Overlooked for several decades impactites are now evidence for the amount of thermal energy released at Meteor Crater. Can the differing states of vitrification seen in impact melts from craters be used as a thermometer. Water in the rocks at Meteor Crater had some kind of effect on the melting that occurred. Did its presence moderate the extent to which the temperature rose? Other craters often much smaller have much finer glass and show higher temperature effects. Is it just water being present? Or is it the kind of target rocks, the type of impactor, or other factors that determine the melting that occurs. Clearly from the size of the crater the impactor was traveling at cosmic speed the explosion is correct, but not the heat effects on the rocks. Several hundred feet of aquifer were punched through and immediate flooding is very likely to have happened at Meteor Crater.
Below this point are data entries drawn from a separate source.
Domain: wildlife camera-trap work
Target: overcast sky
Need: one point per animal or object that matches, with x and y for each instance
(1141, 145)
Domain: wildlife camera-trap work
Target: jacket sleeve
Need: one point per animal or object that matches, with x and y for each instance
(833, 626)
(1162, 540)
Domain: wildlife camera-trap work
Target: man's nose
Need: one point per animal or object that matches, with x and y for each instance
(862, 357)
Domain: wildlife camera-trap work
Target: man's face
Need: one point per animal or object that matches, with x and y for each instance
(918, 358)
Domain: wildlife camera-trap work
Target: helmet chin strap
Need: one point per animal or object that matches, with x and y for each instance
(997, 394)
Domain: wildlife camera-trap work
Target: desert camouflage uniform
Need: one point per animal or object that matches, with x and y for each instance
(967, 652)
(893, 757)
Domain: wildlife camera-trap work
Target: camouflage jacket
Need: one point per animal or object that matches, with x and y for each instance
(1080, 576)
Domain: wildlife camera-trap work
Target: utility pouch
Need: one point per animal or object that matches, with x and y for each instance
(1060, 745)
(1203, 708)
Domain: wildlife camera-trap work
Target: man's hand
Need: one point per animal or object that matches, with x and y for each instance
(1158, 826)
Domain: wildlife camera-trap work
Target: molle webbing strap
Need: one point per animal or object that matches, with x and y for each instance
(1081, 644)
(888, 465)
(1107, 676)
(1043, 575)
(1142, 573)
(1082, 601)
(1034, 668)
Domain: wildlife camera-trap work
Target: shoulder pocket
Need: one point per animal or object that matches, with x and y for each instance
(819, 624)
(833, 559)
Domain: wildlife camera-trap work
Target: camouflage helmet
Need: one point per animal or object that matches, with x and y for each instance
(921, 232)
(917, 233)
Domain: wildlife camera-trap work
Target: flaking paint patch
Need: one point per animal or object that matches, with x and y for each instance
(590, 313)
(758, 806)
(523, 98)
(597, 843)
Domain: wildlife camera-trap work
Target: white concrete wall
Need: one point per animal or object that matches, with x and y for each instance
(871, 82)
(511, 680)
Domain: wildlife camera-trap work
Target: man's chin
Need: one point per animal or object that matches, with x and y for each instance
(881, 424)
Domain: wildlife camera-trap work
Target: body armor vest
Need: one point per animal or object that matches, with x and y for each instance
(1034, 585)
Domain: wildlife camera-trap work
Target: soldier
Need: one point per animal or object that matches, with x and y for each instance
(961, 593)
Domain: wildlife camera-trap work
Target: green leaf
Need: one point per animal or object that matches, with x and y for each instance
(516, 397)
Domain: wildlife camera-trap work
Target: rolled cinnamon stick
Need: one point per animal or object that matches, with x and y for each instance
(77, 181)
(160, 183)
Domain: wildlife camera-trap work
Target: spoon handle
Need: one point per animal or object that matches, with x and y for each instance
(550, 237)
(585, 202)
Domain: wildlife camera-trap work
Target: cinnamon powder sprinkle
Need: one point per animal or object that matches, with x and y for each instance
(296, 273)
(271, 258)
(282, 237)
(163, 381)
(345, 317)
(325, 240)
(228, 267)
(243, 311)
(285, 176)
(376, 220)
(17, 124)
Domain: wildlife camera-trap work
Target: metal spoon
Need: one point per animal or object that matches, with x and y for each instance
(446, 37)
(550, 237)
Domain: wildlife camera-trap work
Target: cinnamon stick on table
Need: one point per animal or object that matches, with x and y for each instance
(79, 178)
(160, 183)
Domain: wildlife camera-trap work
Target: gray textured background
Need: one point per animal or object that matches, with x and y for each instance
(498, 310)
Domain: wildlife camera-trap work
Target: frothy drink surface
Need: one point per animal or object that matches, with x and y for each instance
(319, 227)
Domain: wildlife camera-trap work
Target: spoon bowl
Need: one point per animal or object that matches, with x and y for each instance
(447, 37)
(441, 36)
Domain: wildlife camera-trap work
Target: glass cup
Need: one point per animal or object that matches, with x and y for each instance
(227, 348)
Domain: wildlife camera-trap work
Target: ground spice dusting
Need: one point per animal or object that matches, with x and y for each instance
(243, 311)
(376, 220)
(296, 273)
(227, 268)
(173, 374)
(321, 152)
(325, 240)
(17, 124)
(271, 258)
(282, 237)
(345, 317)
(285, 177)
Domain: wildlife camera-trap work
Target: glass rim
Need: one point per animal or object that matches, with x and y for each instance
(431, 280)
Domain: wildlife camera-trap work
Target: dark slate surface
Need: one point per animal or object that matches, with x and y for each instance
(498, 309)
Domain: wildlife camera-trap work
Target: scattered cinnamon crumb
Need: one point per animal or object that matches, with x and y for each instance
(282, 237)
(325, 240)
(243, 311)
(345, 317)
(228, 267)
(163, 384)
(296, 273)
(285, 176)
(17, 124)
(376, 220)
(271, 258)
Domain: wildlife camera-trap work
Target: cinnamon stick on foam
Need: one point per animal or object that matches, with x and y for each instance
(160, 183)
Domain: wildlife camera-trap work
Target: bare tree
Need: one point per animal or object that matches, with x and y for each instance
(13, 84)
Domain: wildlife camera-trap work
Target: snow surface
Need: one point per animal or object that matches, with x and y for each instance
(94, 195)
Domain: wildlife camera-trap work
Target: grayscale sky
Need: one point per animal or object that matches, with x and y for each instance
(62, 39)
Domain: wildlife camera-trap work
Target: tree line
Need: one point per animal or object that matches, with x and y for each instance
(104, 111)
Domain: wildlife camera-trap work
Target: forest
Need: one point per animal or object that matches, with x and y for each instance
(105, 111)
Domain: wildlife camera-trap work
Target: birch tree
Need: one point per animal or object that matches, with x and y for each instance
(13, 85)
Monturaqui Crater has impactites that are similar to those of Meteor Crater. Most from there also contain grains of metal. But, when cut there are clasts of several different rocks incorporated as angular bits. These impact breccias from Monturaqui like impactites from Meteor Crater are poorly melted. Melted just enough to hold the bits together. The clasts are mostly not melted from Monturaqui. Meteor Crater impactites are less brecciated and finer grained. A small amount of iron shale remains at the older Monturaqui crater. But, if there had been no remaining shale or meteorite fragments would the presence of the nickel-iron grains preserved in the impactites have been enough evidence to support an iron asteroid as the impactor. Other types of asteroids could have provided the iron as well. How do impactites and melt glasses fit as diagnostic indicators for crater parent bodies. Debate remains about what type body produced Libyan Desert Glass. Though there has been a big swing toward a chondrite body a cometary origin has not been ruled out. Like the metal particles in impactites the trapped material in LDG is analyzed for clues.

I love the Canyon Diablo specimens in my collection. But, in many ways the other materials from Meteor Crater are even more interesting.